Joy Wilson, of the widely-recognized food blog Joy the Baker and author of “Joy the Baker Cookbook: 100 Simple and Comforting Recipes,” is one of my absolute favorite bloggers. Her delicious recipes, candid narrative and quirky personality are enough to make me swoon over everything she shares.
One of Joy’s latest projects is the “Joy the Baker Podcast” on which she discusses recent happenings in the kitchen, in friendships and in life.
On her latest episode titled ‘The Friend Diet,‘ Joy discussed a new diet she’s trying out to become more aware of what she’s eating on a day-to-day basis. It’s called the ‘friend diet,’ and it’s a system she and her blogger friend, Tracy of Shutterbean, dreamed up one day.
The pair essentially takes photographs of everything they eat and text it to each other for accountability. As for whether or not it actually works, we talked with Joy to find out.
What sparked the idea of the friend diet?
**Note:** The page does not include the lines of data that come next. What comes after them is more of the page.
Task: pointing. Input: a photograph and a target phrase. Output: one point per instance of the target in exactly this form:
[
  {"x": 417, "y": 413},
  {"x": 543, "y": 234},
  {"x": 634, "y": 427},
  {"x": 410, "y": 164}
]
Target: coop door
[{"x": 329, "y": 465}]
Let’s see, I text message with my best friend Tracy all day long. It’s nonsense really. We noticed that a hearty majority of our texts revolved around the food that we were feeling guilty about eating. One day we just decided to flip the script. Now we tell each other, with pictures and with words, exactly what we’re eating all day long. From a huge cheeseburger lunch to a handful of granola, we lay it all out there. We needed a way to be accountable to ourselves and bringing someone else in the loop seemed like the best friend way to do it.
Do you take it seriously, or is it more for the benefit of your friendship?
We totally take it seriously. I just took a picture of my homemade happy hour cocktail and veggie chips and sent it to Tracy. Every bite – it’s real.
How does it work?
We tell each other what we’re eating with picture and word text messages. Every day, all day, from breakfast toast to midnight snacks. We simply tell each other what we eat. A few days ago I texted Tracy that I was eating half a brownie. I texted four minutes later to tell her that, correction, I was eating an entire brownie. Real life.
Has it helped you eat healthier? If so, how? If not, why do you think that is?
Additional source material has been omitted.